As a journalism student I strive to understand all facets of the profession I have fallen in love with.
One of my current points of inquiry is the use of anonymous sources in journalistic reporting (read my first blog about it here). This stems from the situation I encountered last November when I wrote an article for The Sunflower News in which I used an anonymous source and was threatened with allusions of possible legal action (read the story here).
In that case, I felt, and still feel, that my decision was the correct one. I caught some flak from some of my journalism teachers, though, so I decided to look into the topic further.
My search turned up something very interesting Thursday.
In The Wichita Eagle front page story about a landfill in Harper County, two anonymous sources were used (read the story here).
Since The Eagle is the city paper for Wichita State, this is of particular interest because the journalism teachers often use it as examples of various educational points.
My interest was piqued not because I am now against anonymous sources. I firmly believe little important journalism would be done without them.
Just ask Bob Woodward and Carl Bernstein about the Watergate Hotel.
That doesn’t mean I believe myself to be on the same level as Woodward and Bernstein because they were attacking a national story, but relative to a college campus, my story was big as well.

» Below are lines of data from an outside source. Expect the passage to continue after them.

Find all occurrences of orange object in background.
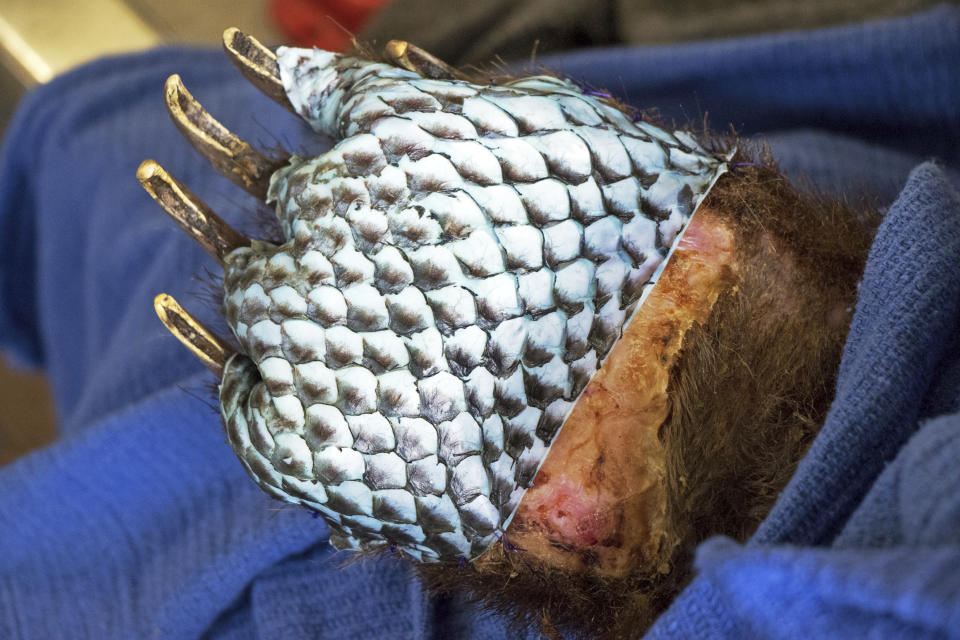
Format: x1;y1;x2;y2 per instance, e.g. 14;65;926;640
270;0;390;50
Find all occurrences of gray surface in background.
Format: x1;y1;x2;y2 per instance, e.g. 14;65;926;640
126;0;282;46
362;0;947;64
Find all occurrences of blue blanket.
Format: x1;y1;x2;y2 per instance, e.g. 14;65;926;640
1;7;958;639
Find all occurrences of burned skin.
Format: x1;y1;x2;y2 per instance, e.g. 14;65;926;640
500;211;737;578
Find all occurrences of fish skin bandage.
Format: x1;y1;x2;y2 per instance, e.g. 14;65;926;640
217;47;730;562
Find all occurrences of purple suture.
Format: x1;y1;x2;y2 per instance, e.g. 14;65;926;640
495;532;519;553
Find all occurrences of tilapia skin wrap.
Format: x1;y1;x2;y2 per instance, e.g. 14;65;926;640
218;47;729;562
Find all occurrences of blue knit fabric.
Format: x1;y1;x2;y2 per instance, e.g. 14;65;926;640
1;7;958;639
645;162;960;640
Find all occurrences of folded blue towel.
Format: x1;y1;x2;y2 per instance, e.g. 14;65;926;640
647;161;960;640
1;7;957;639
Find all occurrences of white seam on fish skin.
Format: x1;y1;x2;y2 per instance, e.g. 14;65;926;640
218;47;732;563
499;152;734;535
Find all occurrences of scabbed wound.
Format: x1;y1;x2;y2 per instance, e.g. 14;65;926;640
217;47;730;562
502;212;739;577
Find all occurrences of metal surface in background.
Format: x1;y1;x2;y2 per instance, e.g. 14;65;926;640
0;0;160;85
0;0;280;127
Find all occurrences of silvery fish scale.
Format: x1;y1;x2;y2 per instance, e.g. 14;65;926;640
218;46;728;562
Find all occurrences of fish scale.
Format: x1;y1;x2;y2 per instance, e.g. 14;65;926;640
217;47;730;562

I don’t know why The Eagle reporter gave those two people anonymity, but I’m sure they had sensible reasons. I’m not questioning their decision, even though one anonymous source said he didn’t want to give his name because of the issue at hand ruining friendships. On the surface this doesn’t seem like a huge reason to allow anonymity, but there was probably more to it than I as a reader know and the reporter knew to fully justify this decision.
Good. I have no problem with it because I have no idea what went into the decision.

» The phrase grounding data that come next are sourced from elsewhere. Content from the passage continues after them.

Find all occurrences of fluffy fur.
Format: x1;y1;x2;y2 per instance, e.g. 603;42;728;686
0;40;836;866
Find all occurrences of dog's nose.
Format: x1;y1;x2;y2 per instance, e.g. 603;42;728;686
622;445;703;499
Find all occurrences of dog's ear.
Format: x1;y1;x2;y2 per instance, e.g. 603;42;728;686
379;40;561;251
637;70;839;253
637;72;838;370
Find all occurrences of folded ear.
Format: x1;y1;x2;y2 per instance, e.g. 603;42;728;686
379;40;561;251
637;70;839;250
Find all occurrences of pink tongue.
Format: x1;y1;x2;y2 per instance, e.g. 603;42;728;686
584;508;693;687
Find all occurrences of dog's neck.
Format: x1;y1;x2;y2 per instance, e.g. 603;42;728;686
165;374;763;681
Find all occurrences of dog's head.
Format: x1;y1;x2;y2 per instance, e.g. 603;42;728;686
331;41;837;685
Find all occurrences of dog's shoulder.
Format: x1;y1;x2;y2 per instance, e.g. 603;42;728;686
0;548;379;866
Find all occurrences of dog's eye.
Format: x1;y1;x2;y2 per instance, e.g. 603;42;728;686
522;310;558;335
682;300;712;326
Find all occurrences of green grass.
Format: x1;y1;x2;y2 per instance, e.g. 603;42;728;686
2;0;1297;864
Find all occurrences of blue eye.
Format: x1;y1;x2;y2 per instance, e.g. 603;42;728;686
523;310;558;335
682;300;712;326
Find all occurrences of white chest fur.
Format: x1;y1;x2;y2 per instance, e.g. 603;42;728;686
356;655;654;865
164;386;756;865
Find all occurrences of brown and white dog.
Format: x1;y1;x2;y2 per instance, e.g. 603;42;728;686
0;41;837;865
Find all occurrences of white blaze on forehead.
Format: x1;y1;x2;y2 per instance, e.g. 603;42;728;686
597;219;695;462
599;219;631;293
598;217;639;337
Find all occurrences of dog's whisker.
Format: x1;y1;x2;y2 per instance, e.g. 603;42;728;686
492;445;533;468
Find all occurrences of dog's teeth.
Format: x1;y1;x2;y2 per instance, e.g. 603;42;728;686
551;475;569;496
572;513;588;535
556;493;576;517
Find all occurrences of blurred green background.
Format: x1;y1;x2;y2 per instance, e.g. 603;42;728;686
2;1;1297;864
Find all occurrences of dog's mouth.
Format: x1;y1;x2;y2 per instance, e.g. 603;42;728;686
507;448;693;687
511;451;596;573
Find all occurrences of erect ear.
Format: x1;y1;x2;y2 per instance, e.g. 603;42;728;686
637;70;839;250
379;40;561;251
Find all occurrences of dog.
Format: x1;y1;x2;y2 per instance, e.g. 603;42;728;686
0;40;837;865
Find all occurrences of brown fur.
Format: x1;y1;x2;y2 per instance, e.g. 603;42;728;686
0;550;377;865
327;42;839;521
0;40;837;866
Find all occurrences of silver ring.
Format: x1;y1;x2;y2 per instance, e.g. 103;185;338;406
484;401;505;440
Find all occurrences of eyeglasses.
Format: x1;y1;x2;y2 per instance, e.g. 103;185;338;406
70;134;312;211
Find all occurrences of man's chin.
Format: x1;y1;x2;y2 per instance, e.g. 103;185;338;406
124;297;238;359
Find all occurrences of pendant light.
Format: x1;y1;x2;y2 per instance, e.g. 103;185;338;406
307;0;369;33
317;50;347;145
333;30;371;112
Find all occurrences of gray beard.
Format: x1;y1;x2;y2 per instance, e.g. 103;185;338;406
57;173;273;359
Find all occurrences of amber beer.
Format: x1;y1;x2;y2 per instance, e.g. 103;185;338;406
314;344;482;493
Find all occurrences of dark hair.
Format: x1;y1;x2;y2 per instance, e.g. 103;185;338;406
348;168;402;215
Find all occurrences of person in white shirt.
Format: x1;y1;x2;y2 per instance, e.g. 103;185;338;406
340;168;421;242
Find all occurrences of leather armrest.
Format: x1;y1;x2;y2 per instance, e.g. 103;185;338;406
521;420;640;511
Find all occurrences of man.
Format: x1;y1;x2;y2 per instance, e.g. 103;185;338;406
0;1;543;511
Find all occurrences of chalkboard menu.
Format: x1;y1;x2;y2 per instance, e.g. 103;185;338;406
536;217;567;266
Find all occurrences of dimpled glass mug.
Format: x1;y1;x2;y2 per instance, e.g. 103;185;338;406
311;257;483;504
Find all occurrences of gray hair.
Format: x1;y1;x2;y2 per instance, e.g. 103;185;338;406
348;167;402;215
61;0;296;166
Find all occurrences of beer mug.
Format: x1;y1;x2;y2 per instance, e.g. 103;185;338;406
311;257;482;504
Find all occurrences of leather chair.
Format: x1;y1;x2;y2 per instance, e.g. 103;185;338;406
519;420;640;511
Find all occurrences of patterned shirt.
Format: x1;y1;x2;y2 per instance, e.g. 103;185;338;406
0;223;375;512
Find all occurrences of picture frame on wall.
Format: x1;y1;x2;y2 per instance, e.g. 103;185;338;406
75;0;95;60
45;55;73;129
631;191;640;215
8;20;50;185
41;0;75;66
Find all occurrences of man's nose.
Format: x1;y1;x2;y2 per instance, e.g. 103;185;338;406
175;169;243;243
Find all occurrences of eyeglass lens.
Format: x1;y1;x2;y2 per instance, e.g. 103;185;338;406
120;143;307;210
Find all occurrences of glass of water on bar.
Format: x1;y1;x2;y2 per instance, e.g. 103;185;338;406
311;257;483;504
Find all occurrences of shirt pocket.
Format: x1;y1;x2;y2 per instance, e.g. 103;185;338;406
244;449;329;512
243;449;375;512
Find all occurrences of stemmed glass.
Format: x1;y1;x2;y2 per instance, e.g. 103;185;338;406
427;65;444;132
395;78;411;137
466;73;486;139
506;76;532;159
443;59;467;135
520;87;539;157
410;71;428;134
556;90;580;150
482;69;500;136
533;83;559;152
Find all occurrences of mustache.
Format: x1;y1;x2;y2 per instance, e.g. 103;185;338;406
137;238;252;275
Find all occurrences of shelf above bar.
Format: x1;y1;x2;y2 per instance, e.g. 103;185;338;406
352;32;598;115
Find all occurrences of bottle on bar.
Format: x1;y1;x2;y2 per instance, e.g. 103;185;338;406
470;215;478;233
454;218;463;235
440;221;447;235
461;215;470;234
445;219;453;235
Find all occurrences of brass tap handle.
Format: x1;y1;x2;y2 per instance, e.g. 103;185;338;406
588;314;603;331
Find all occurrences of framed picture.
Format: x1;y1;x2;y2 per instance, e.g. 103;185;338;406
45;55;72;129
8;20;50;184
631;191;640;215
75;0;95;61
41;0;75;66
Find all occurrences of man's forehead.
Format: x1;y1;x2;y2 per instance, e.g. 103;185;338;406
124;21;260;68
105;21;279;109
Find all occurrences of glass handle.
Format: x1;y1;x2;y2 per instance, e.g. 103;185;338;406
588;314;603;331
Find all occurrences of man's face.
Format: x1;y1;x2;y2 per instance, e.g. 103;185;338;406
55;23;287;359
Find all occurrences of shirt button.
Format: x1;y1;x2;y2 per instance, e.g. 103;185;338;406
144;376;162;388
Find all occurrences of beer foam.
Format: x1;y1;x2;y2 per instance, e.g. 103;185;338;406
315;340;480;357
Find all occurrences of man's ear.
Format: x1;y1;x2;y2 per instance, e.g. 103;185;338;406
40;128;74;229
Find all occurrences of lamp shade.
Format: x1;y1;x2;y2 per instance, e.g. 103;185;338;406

I trust the reporter and editors to have made the right decision because they understand journalism and the need to tell important stories.
This mirrors my thought process when I granted anonymity. The story needed to be told to illustrate an important point.
But I wonder what my teachers would say. Some of them were quite opinionated about my use, but what would they say if the news organization was not comprised of students?
They might be just as against it, or they might have a totally different opinion.
I don’t know the answer, but I plan on finding out.
I am going to ask my teachers about this just as I continue to ask them about the story I wrote in November.
My research on the topic has led me to read several scholarly papers about anonymous sources in journalism, but with such a perfect opportunity to look into the topic locally in real-time, this topic has to be broached.
If it turns out that I really don’t get it and am wrong in my thoughts about anonymous sources not being the preferred method but a necessary evil, so be it. I just want to know so I can become a better journalist.